The job summary will show a billing notice and, once complete, a link to the created PR.


Expected outputs

  • A new branch is pushed (or reused if provided by the CLI).
  • A PR is created against the base branch you selected in the UI.
  • The job summary includes the PR URL.

Troubleshooting

  • Rejected: ack_paid=false
    You didn’t tick the confirmation checkbox.

  • result.json not found or Invalid JSON in result.json
    Ensure easyaudit-cli produced a valid result.json at repository root.

  • No local changes detected.
    The CLI didn’t modify the working tree (e.g., nothing to fix or the mode is “patch”). Make sure your CLI applies changes or returns a branch name with pre-pushed changes.

  • PR already exists or no diff (HTTP 422)
    The branch already has an open PR, or there is no content difference. Edit and rerun, or delete the existing PR/branch.

  • EASYAUDIT_AUTH missing/invalid
    Add/validate the secret and keep the value exactly Bearer <key>:<hash>.


Credits & Billing

No-change policy: If the workflow produces no file modifications, no cost is applied.

Buy EasyAudit fixer credits here:
https://shop.crealoz.fr/shop/credits-for-easyaudit-fixer/

For security, do not expose secrets in logs. Use repository/organization secrets and (optionally) an approval Environment (e.g., billable-pr) for an extra safety gate.


TLS / self-signed certificates

easyaudit-cli talks to easyaudit-api over HTTPS.

Default behavior

On GitHub Actions / CI (GITHUB_ACTIONS=true or CI=true): self-signed certificates are rejected (strict).
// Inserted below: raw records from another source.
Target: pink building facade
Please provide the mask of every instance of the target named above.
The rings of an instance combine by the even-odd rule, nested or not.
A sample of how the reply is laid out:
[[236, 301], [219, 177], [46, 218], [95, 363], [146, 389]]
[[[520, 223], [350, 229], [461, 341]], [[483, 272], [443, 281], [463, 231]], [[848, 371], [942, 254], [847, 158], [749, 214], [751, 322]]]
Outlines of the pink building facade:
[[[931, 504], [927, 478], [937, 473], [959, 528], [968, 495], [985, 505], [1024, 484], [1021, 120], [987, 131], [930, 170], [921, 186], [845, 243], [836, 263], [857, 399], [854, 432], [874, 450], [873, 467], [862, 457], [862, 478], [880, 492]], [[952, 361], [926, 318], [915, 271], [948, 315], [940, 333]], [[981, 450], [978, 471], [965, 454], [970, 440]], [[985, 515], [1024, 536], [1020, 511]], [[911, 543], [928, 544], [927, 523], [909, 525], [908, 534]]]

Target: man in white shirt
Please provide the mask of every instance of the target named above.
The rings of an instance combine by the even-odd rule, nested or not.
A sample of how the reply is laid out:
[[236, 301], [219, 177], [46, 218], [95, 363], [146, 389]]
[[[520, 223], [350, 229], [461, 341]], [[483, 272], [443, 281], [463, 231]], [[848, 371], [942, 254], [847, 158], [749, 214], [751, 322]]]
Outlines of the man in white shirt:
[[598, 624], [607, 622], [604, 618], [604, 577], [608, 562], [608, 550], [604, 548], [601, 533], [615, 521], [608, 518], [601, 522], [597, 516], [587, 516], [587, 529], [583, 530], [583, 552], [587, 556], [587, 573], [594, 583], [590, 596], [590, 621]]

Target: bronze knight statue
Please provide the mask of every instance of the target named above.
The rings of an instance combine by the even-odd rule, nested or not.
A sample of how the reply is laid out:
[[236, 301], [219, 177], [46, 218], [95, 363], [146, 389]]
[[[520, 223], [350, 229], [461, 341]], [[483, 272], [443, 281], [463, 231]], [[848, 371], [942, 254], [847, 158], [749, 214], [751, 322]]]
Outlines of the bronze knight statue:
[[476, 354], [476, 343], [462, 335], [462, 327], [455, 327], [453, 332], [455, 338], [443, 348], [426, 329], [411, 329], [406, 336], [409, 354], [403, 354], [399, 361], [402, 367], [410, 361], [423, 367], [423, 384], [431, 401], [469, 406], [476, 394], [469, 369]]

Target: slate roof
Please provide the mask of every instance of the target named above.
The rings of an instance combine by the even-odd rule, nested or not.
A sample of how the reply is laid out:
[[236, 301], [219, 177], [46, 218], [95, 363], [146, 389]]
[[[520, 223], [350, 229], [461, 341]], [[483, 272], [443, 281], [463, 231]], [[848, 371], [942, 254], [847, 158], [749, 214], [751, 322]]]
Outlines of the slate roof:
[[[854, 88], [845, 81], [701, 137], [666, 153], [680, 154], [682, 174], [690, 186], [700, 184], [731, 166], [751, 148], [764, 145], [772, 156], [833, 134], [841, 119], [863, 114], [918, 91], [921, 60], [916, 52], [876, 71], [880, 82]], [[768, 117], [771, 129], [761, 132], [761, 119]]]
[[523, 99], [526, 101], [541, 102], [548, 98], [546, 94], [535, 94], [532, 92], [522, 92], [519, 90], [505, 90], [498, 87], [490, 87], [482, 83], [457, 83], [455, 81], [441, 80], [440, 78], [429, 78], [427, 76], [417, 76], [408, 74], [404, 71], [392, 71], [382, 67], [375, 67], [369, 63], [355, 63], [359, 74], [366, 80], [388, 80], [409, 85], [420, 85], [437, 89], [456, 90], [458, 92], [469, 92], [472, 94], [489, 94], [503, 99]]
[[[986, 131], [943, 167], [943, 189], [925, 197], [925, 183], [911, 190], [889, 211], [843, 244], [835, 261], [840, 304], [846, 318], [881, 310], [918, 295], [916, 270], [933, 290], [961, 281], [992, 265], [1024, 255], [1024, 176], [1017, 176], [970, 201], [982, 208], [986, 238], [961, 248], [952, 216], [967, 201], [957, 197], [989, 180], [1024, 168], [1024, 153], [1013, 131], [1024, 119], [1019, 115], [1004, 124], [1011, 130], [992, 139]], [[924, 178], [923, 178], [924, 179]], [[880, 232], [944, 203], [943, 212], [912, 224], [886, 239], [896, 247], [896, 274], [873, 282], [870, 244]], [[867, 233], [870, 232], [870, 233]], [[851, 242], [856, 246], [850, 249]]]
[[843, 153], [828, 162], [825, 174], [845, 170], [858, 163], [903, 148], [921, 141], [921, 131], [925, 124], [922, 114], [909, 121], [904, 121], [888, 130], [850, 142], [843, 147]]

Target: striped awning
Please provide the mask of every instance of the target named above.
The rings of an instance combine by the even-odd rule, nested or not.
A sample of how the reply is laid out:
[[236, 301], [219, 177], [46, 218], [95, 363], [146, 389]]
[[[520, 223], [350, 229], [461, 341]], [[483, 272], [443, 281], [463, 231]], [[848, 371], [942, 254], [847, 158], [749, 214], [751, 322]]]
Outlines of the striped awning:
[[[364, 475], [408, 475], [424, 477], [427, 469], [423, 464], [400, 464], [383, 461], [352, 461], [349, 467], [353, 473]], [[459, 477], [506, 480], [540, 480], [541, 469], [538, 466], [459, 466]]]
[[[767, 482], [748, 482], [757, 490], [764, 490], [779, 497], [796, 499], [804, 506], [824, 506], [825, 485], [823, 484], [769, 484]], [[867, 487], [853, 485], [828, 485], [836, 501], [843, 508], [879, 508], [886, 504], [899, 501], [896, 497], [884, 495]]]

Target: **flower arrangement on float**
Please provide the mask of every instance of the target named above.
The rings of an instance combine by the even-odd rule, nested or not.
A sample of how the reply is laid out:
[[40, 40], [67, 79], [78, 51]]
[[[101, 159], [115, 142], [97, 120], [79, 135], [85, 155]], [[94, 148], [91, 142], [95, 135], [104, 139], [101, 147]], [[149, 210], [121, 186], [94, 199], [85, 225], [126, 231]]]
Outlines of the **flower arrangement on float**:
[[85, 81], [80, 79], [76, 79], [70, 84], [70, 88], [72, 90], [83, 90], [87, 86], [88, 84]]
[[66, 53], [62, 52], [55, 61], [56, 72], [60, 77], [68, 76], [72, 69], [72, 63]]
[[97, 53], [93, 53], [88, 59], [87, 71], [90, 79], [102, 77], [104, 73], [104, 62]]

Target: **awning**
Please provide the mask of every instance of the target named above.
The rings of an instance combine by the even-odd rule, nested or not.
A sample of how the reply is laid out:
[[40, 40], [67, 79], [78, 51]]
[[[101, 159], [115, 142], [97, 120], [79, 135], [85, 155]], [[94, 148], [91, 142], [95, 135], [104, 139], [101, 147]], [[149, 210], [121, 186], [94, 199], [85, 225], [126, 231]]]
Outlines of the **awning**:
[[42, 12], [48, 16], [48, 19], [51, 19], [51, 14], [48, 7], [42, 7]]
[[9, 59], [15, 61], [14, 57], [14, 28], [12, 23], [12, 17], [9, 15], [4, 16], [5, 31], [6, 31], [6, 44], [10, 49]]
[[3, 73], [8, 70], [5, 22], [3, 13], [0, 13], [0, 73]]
Local development (no CI env vars): self-signed certificates are allowed (developer convenience).

Override (explicit)

Set EASYAUDIT_SELF_SIGNED=true to force allow self-signed certs.

Set EASYAUDIT_SELF_SIGNED=false to force reject self-signed certs.

If unset, the auto-detection above applies.

Recommendation: only allow self-signed certificates for local testing; keep strict verification on CI/GitHub Actions.

Local fix-apply setup

To use fix-apply locally (outside CI/CD), you need a personal middleware configured for your environment.

Setup process:

  1. Contact Crealoz at https://shop.crealoz.fr/contact
  2. Request local middleware access
  3. Receive your middleware configuration
  4. The self-signed certificate will then work for local development

Note: Without this setup, local fix-apply will fail due to certificate validation. The GitHub Actions workflow does not require this step.